Oracle SQL match string with left zeros padding


I have to find strings which can or cannot starts with zeros. For instance, if I have in my db the values '00563', '563', '43563', '0563', I have to find the rows '00563', '563', '0563'.

I've tryed this:

select distinct val
from table_one
where val = '00563' OR 
      val = ltrim('00563', '0');

but doesn't work. val is a CHAR(5 BYTE) column.

Can you help me?

EDIT: To be precise, if I execute the query:

select distinct val
from table_one;

the result is:

5034 
(null)
4dsfd
01005
03030
03075
05034

To me, 05034 and 5034 are the same value.


Solution

  • You need to make the column value and the literal value you're searching for match - explicitly making them the same data type (and length).

    An earlier version of this answer gave various permutations based on unknowns and assumptions, but summarising comments: your val column is defined as char(5) (so the values are space-padded, which will have to be taken into account), may have values that can't be converted to numbers, and the value (literal or variable) you're comparing against is a number.
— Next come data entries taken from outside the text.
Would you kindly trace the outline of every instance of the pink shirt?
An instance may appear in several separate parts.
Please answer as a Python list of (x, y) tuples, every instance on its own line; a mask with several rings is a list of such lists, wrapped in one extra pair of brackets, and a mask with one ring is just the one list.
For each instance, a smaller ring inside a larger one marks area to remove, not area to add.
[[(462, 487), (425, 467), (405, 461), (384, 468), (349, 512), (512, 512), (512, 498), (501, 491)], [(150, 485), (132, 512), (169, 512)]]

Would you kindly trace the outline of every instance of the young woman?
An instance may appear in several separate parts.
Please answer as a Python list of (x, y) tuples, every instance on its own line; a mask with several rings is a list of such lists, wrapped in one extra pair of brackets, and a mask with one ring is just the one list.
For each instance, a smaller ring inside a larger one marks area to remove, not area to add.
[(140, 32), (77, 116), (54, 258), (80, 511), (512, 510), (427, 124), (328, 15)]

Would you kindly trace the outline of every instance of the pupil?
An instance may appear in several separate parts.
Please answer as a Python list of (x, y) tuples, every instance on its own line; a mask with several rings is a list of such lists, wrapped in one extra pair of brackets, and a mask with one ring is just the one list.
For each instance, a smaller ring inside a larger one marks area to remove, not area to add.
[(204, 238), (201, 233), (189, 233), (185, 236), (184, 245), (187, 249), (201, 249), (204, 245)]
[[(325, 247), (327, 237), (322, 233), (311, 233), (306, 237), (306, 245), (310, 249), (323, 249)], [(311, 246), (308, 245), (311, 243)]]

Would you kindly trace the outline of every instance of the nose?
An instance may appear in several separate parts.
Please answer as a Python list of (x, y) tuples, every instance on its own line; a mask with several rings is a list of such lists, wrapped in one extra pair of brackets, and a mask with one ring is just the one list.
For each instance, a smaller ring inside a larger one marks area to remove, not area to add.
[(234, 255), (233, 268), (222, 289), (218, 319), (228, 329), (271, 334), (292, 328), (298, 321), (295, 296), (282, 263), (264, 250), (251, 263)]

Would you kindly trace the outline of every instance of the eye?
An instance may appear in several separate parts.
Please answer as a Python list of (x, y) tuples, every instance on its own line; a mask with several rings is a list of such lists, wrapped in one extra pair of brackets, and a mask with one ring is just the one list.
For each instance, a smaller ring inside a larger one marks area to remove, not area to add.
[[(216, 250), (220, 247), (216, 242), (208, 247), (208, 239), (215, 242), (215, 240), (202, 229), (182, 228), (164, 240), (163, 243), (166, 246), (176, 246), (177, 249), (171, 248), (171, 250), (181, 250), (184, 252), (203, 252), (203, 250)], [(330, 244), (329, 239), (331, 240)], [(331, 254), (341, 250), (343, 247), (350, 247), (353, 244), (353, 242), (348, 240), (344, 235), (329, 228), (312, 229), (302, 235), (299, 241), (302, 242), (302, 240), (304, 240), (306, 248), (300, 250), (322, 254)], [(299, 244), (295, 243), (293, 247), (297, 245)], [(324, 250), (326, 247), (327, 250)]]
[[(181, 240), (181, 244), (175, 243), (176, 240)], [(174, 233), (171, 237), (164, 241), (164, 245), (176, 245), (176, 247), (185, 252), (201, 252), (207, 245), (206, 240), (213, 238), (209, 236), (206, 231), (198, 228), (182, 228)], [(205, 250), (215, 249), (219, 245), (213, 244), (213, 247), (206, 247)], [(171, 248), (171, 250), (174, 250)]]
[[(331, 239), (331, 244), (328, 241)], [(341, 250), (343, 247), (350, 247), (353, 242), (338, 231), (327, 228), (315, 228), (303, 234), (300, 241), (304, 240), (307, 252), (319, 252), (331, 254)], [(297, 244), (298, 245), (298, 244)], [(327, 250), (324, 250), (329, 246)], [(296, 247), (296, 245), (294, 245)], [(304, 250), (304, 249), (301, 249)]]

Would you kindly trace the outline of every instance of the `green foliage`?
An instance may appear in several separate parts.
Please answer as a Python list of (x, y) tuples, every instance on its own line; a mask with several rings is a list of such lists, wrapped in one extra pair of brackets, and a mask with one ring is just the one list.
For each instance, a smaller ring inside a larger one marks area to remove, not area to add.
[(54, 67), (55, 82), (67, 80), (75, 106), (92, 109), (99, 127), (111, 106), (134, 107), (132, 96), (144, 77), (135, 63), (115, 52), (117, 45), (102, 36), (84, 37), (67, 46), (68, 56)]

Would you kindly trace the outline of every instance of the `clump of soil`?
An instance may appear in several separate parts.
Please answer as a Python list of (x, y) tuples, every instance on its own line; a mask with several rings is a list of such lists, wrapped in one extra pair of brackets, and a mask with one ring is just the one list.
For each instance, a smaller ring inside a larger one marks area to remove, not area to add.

Based on all of that most of the variations aren't relevant to you, and you can do:

    select distinct val
    from table_one
    where lpad(trim(val), 5, '0') = lpad(to_char(563), 5, '0');
    

    The val from the table column is trimmed to remove whitespace (because it's char), then padded with zeros up to the maximum length instead. The number you're comparing against is converted to a string and also zero-padded to the same length. Those two strings can then be compared.

    With some sample data:

    create table table_one(val char(5));
    insert into table_one
      select '00563' from dual
      union all select '563' from dual
      union all select '43563' from dual
      union all select '0563' from dual
      union all select '09999' from dual
      union all select '4dsfd' from dual;
    
    select distinct val
    from table_one
    where lpad(trim(val), 5, '0') = lpad(to_char(563), 5, '0');
    
    VAL  
    -----
    00563
    0563 
    563  
    

    Applying a function to the table column value will prevent any index on that column being used, but that doesn't seem to be avoidable unless you can clean up the data in your table.